𝗖𝗼𝗱𝗶𝗻𝗴 𝗔𝗴𝗲𝗻𝘁𝘀 𝗪𝗿𝗶𝘁𝗲 𝗦𝘄𝗶𝗳𝘁 𝗪𝗲𝗹𝗹, 𝗕𝘂𝘁 𝗧𝗵𝗲𝘆 𝗖𝗮𝗻'𝘁 𝗙𝗶𝗻𝗶𝘀𝗵 𝗜𝘁
I spent months testing AI coding agents on real Swift and Xcode tasks. I did not use simple demos. I gave them real tasks with build targets and tests.
The first draft is usually fine. A capable model writes code that looks correct. The types line up. The views make sense. If writing Swift was the only problem, these tools would be finished.
The real issue happens after the first draft. It is the gap between code that looks finished and code that is actually right.
Modern tools like Claude Code or Codex handle compile errors well. They do not hand you code that fails to build. The real failures are the ones the compiler cannot see.
These failures waste my time:
• Intent mismatch: The code compiles and tests pass. However, the behavior is wrong. The agent follows the green light of a passing test instead of your actual goal. It has no way to check intent.
• Concurrency races: The code builds clean but has data races. These only appear during runtime. The agent sees a green build and moves on. Fixing these usually requires a redesign, which the agent fails to do.
• Regression loops: The agent fixes one bug but breaks another. While fixing the second bug, it undoes the first fix. It enters a loop where it oscillates between two broken states. It lacks a memory of what failed before.
• Poor architecture: The agent writes code that fights the framework. It ignores your app structure. It works for a throwaway script but fails in a real codebase.
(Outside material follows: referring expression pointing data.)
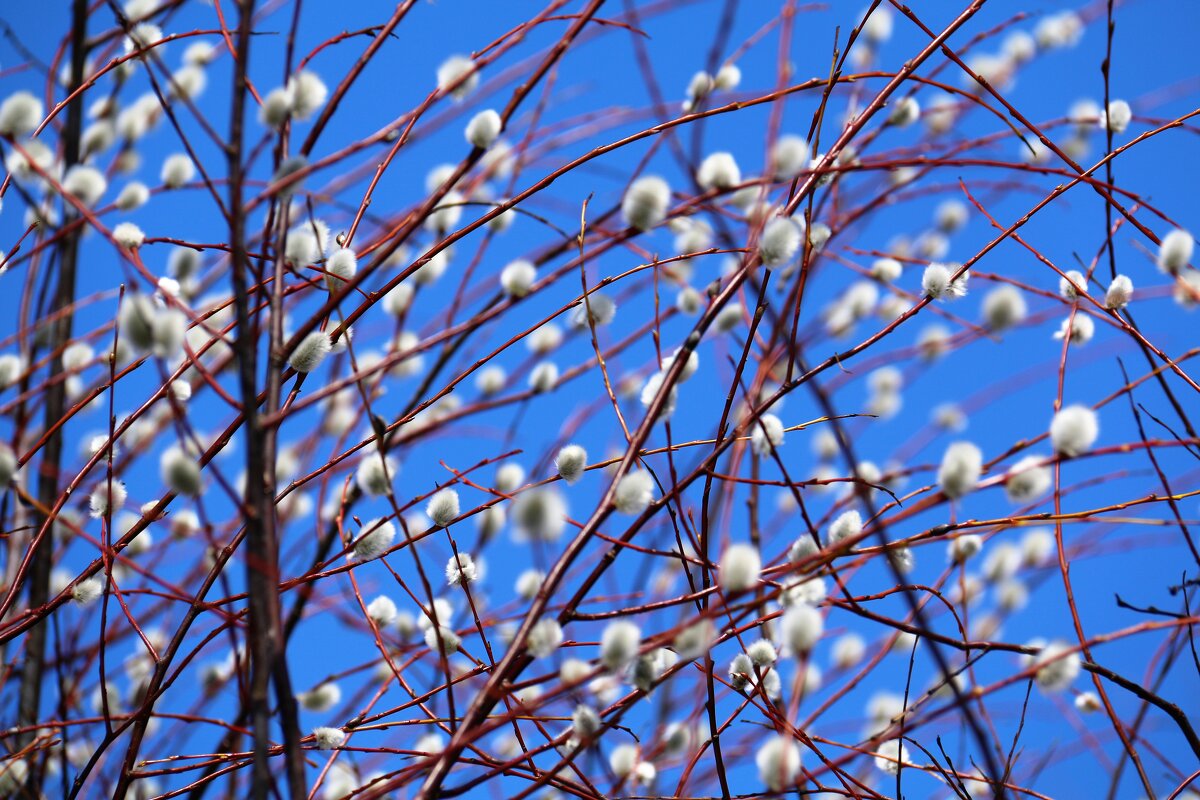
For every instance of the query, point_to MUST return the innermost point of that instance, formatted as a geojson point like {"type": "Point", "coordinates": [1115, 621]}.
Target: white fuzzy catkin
{"type": "Point", "coordinates": [570, 462]}
{"type": "Point", "coordinates": [780, 241]}
{"type": "Point", "coordinates": [635, 492]}
{"type": "Point", "coordinates": [375, 475]}
{"type": "Point", "coordinates": [1087, 703]}
{"type": "Point", "coordinates": [540, 515]}
{"type": "Point", "coordinates": [382, 611]}
{"type": "Point", "coordinates": [1059, 667]}
{"type": "Point", "coordinates": [276, 108]}
{"type": "Point", "coordinates": [1026, 480]}
{"type": "Point", "coordinates": [762, 653]}
{"type": "Point", "coordinates": [129, 235]}
{"type": "Point", "coordinates": [341, 265]}
{"type": "Point", "coordinates": [964, 547]}
{"type": "Point", "coordinates": [1079, 329]}
{"type": "Point", "coordinates": [1074, 429]}
{"type": "Point", "coordinates": [87, 591]}
{"type": "Point", "coordinates": [801, 627]}
{"type": "Point", "coordinates": [461, 569]}
{"type": "Point", "coordinates": [328, 738]}
{"type": "Point", "coordinates": [889, 756]}
{"type": "Point", "coordinates": [886, 270]}
{"type": "Point", "coordinates": [21, 113]}
{"type": "Point", "coordinates": [779, 763]}
{"type": "Point", "coordinates": [585, 722]}
{"type": "Point", "coordinates": [905, 112]}
{"type": "Point", "coordinates": [738, 569]}
{"type": "Point", "coordinates": [484, 128]}
{"type": "Point", "coordinates": [457, 71]}
{"type": "Point", "coordinates": [646, 200]}
{"type": "Point", "coordinates": [1175, 251]}
{"type": "Point", "coordinates": [377, 537]}
{"type": "Point", "coordinates": [321, 698]}
{"type": "Point", "coordinates": [789, 156]}
{"type": "Point", "coordinates": [307, 92]}
{"type": "Point", "coordinates": [443, 507]}
{"type": "Point", "coordinates": [719, 170]}
{"type": "Point", "coordinates": [623, 759]}
{"type": "Point", "coordinates": [1120, 293]}
{"type": "Point", "coordinates": [311, 352]}
{"type": "Point", "coordinates": [936, 282]}
{"type": "Point", "coordinates": [727, 77]}
{"type": "Point", "coordinates": [517, 276]}
{"type": "Point", "coordinates": [960, 469]}
{"type": "Point", "coordinates": [618, 644]}
{"type": "Point", "coordinates": [1117, 116]}
{"type": "Point", "coordinates": [767, 434]}
{"type": "Point", "coordinates": [1072, 284]}
{"type": "Point", "coordinates": [180, 473]}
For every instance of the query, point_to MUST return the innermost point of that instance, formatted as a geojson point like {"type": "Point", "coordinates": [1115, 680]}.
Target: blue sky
{"type": "Point", "coordinates": [1153, 67]}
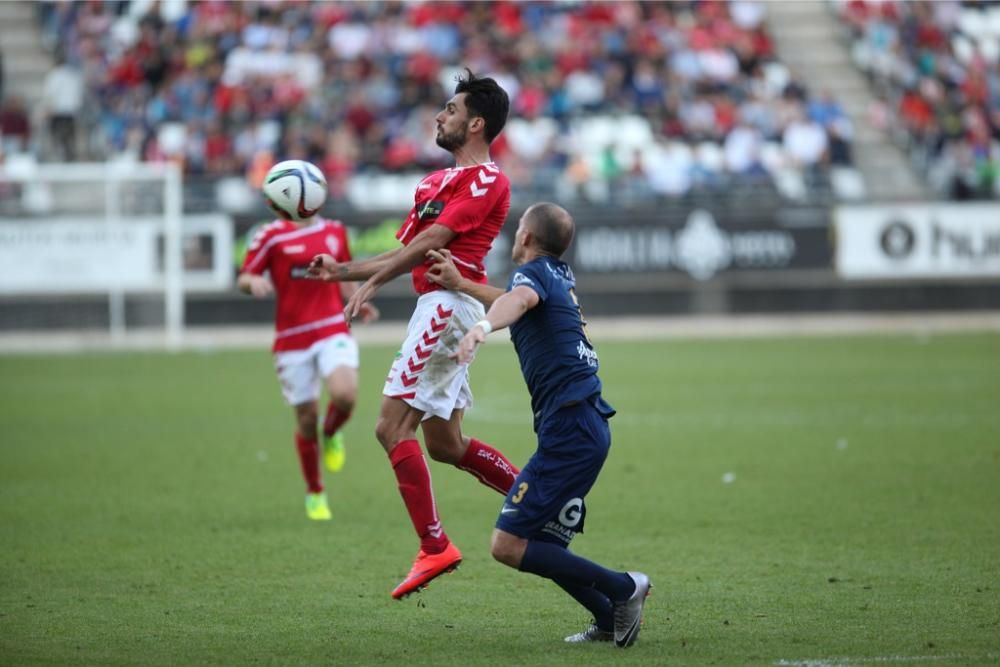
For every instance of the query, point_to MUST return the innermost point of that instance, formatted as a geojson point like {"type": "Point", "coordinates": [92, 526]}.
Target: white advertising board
{"type": "Point", "coordinates": [917, 241]}
{"type": "Point", "coordinates": [86, 255]}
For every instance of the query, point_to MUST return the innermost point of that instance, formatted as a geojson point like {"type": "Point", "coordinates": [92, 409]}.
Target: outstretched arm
{"type": "Point", "coordinates": [435, 236]}
{"type": "Point", "coordinates": [251, 283]}
{"type": "Point", "coordinates": [325, 267]}
{"type": "Point", "coordinates": [445, 273]}
{"type": "Point", "coordinates": [504, 312]}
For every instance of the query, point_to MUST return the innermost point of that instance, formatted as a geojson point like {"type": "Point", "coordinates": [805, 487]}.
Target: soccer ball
{"type": "Point", "coordinates": [295, 189]}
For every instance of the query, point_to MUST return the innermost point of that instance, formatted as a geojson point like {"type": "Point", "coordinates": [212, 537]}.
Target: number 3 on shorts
{"type": "Point", "coordinates": [522, 488]}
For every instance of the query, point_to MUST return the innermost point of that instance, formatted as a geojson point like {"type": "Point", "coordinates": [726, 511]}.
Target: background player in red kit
{"type": "Point", "coordinates": [312, 342]}
{"type": "Point", "coordinates": [461, 209]}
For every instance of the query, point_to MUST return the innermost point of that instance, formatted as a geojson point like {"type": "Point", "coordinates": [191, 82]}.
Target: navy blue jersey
{"type": "Point", "coordinates": [558, 362]}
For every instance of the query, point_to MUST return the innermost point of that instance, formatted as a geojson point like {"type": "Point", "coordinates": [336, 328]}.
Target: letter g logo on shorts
{"type": "Point", "coordinates": [570, 514]}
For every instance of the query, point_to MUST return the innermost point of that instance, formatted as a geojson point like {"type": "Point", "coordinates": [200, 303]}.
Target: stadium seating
{"type": "Point", "coordinates": [612, 102]}
{"type": "Point", "coordinates": [934, 66]}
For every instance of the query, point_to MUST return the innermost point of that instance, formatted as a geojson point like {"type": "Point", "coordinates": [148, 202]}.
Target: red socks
{"type": "Point", "coordinates": [489, 466]}
{"type": "Point", "coordinates": [414, 479]}
{"type": "Point", "coordinates": [309, 460]}
{"type": "Point", "coordinates": [334, 419]}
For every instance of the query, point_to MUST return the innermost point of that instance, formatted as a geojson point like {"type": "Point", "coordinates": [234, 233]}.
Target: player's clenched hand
{"type": "Point", "coordinates": [467, 348]}
{"type": "Point", "coordinates": [359, 299]}
{"type": "Point", "coordinates": [369, 313]}
{"type": "Point", "coordinates": [443, 271]}
{"type": "Point", "coordinates": [322, 267]}
{"type": "Point", "coordinates": [261, 286]}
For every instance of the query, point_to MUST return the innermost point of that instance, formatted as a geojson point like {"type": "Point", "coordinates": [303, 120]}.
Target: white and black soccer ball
{"type": "Point", "coordinates": [295, 189]}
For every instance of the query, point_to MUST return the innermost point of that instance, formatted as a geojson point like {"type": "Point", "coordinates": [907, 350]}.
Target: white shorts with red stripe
{"type": "Point", "coordinates": [422, 374]}
{"type": "Point", "coordinates": [300, 371]}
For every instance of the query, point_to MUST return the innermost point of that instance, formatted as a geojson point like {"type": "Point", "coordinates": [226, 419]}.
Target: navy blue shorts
{"type": "Point", "coordinates": [546, 501]}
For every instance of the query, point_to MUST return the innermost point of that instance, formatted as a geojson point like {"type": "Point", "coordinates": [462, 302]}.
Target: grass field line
{"type": "Point", "coordinates": [602, 328]}
{"type": "Point", "coordinates": [847, 662]}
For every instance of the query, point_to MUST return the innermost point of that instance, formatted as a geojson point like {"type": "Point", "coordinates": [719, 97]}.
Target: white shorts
{"type": "Point", "coordinates": [300, 371]}
{"type": "Point", "coordinates": [422, 374]}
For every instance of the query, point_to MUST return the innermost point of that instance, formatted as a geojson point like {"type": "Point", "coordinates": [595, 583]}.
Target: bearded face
{"type": "Point", "coordinates": [453, 140]}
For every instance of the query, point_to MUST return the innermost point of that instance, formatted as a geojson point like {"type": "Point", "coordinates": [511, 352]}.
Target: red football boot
{"type": "Point", "coordinates": [427, 567]}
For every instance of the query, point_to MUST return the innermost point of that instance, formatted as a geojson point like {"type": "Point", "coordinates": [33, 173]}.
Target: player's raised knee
{"type": "Point", "coordinates": [507, 549]}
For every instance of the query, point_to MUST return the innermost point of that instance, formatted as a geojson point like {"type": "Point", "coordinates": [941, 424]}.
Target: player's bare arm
{"type": "Point", "coordinates": [251, 283]}
{"type": "Point", "coordinates": [325, 267]}
{"type": "Point", "coordinates": [435, 236]}
{"type": "Point", "coordinates": [505, 311]}
{"type": "Point", "coordinates": [444, 273]}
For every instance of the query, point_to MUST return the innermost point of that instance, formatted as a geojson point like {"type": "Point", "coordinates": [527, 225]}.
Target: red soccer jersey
{"type": "Point", "coordinates": [471, 201]}
{"type": "Point", "coordinates": [306, 310]}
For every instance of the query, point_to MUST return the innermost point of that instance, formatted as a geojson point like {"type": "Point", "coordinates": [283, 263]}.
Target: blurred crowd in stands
{"type": "Point", "coordinates": [609, 99]}
{"type": "Point", "coordinates": [936, 71]}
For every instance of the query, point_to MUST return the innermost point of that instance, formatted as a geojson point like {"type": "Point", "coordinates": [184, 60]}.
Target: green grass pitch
{"type": "Point", "coordinates": [151, 513]}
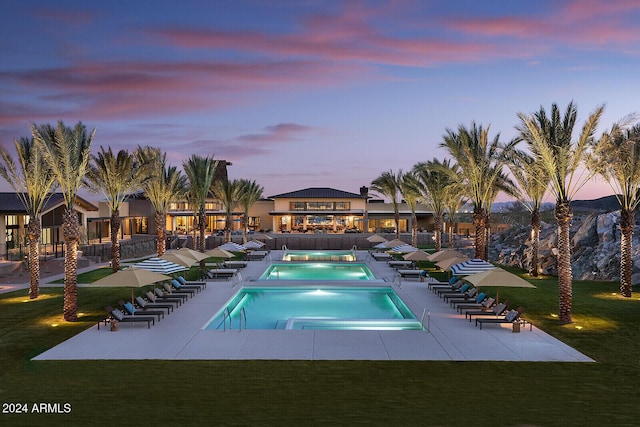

These are not language problems. The model knows Swift. It misses what the compiler cannot see. It does not know if the result matches your intent or if the structure is professional.
This shifts the cost from tokens to attention. An agent that requires you to watch it every few turns has not saved you work. It converted writing into supervising.
I am improving my results by changing the loop around the model. I focus on what the agent checks and remembers.
Does this match your experience? When you run agents on Apple platforms, where does it break? Is it intent mismatches, runtime races, or something else?